While not-for-profits are covered, services like schools are not, as they generally don’t record revenue. 

In NSW alone, there are 50,000 casual teachers in addition to support staff who will effectively have all shifts cut as schools transition to online learning, and who will not be eligible for the JobKeeper payment as a school is not a business. 

The Independent Education Union, which represents teachers in the private and religious schools sector, on Tuesday wrote to Education Minister Dan Tehan outlining its concerns

“Many of our members risk being stood-down or receive no income at all in the coming time because the 30 per cent threshold of loss of revenue will not be able to be demonstrated. IEUA members working in support roles in schools have already been warned by employers that their jobs are at risk.”

It said there are models for ways to recognise prior work performed by casual teachers at schools, and the government should work to find ways to support casual teachers. 

“It is clear that casual relief teachers in schools currently have a poor outcome under the current JobKeeper model and many are facing zero income in the coming period,” the union wrote.

The union for public school teachers, the Australian Education Union made similar claims.
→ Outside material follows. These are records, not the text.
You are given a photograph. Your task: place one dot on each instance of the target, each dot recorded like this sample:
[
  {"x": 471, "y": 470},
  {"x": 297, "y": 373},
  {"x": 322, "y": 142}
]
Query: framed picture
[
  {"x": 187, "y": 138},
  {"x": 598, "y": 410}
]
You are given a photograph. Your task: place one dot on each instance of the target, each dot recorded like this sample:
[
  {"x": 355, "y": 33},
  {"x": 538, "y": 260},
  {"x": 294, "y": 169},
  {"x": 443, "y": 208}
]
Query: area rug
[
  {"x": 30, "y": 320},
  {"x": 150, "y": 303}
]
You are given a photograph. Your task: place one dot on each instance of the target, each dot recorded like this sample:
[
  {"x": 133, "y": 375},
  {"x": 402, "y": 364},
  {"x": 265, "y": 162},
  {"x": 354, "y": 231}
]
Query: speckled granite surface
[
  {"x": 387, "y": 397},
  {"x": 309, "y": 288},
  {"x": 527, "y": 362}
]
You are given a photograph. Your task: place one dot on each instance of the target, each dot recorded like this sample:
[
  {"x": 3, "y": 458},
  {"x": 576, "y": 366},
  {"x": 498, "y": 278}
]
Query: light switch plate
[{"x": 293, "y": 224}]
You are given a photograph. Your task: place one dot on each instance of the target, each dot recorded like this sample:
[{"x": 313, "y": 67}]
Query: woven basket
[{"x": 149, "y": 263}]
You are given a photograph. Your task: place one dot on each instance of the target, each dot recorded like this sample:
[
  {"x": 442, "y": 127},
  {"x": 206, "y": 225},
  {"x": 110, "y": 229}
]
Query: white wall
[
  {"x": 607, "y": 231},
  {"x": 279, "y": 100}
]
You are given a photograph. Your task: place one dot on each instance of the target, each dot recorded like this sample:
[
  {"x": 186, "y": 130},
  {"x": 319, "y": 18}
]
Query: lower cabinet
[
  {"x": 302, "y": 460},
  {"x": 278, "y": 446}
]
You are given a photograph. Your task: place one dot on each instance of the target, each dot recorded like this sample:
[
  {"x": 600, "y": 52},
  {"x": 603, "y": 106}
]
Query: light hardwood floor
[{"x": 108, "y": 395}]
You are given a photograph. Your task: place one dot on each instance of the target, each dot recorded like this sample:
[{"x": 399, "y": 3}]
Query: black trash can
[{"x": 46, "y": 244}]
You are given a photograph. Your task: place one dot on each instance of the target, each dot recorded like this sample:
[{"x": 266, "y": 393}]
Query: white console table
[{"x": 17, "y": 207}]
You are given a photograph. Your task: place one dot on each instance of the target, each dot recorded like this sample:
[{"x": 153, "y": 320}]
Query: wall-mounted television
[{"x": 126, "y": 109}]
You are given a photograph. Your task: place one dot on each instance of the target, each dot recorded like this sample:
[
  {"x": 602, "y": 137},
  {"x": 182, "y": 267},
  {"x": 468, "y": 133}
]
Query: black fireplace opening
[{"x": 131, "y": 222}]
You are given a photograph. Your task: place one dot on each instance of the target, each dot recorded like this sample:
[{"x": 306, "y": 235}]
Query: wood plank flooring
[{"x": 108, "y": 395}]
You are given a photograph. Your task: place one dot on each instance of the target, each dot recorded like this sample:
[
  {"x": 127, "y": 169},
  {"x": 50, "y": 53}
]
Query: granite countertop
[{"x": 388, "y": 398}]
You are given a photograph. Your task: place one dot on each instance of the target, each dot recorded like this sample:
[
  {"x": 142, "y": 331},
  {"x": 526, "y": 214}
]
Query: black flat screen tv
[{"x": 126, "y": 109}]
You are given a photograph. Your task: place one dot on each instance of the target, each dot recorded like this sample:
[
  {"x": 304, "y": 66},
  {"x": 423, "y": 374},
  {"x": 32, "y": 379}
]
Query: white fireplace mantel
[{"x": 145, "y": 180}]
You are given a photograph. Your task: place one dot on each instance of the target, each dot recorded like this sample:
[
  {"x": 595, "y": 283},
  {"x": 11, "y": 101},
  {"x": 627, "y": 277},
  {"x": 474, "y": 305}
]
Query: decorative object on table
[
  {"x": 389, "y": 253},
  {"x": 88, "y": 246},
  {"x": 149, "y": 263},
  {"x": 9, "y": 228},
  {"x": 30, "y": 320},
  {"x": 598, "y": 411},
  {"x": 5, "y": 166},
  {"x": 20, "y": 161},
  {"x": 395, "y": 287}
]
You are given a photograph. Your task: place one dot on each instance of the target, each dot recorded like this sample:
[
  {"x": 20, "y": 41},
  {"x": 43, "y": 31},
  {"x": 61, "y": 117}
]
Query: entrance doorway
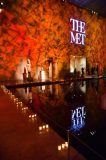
[{"x": 77, "y": 63}]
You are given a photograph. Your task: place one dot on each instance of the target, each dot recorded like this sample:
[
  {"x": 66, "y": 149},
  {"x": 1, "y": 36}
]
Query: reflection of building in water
[
  {"x": 26, "y": 94},
  {"x": 78, "y": 119}
]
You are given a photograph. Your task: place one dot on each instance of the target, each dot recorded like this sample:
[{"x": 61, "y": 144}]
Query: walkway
[{"x": 22, "y": 139}]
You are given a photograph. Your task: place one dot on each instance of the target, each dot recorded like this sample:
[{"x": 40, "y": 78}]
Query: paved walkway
[{"x": 21, "y": 139}]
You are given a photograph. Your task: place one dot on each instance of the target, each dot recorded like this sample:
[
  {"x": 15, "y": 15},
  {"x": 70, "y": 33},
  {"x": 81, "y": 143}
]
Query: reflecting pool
[{"x": 76, "y": 111}]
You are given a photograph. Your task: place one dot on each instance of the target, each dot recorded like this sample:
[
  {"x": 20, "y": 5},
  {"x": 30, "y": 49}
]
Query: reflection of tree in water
[{"x": 74, "y": 93}]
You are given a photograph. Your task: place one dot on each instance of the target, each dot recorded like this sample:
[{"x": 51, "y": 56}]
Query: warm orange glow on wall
[{"x": 41, "y": 30}]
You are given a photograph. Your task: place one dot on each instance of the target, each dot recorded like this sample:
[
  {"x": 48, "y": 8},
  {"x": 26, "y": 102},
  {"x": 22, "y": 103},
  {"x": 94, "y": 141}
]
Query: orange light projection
[{"x": 41, "y": 30}]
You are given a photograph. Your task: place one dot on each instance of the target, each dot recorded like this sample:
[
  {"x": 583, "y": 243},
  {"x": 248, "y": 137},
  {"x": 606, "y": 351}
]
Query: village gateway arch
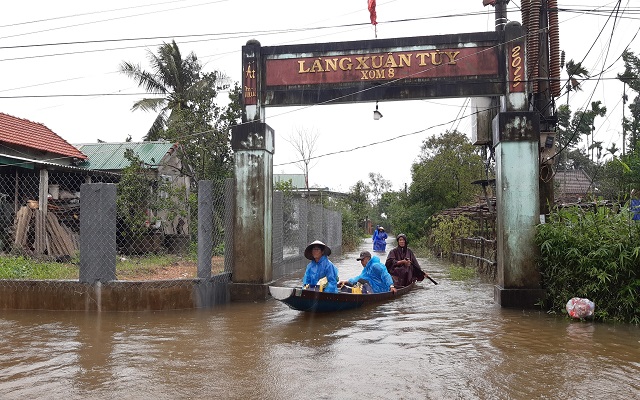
[{"x": 485, "y": 64}]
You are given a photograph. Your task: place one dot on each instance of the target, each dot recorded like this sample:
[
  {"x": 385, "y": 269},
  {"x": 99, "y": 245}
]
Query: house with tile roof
[
  {"x": 24, "y": 143},
  {"x": 35, "y": 165},
  {"x": 573, "y": 186}
]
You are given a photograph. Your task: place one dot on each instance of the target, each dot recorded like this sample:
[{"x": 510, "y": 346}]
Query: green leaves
[{"x": 592, "y": 253}]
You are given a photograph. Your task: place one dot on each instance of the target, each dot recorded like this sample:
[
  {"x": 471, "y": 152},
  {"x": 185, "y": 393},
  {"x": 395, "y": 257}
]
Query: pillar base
[
  {"x": 518, "y": 298},
  {"x": 249, "y": 291}
]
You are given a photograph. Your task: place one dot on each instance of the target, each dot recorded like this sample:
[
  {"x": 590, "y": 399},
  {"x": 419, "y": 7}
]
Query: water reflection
[{"x": 437, "y": 342}]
“With many schools moving to remote teaching, the nature of a highly casualised workforce means we have many teachers and school support staff who do not have financial certainty of income through the crisis,” AEU federal president Correna Haythorpe said.

"However it is unclear at this point just how relevant the Commonwealth's wage subsidy scheme is to these workers, given that they are mostly employed by State and Territory governments. This is understandably a topic of great concern for these school employees.”

Haythorpe said while casual and contract teachers employed by private agencies may qualify for the wage subsidy, they’re largely paid by state and territory governments.

“The uncertainty for casual teachers and support staff causes significant anxiety and must be resolved.”

A Change.org petition has also been launched to campaign for the JobKeeper payment for casual teachers.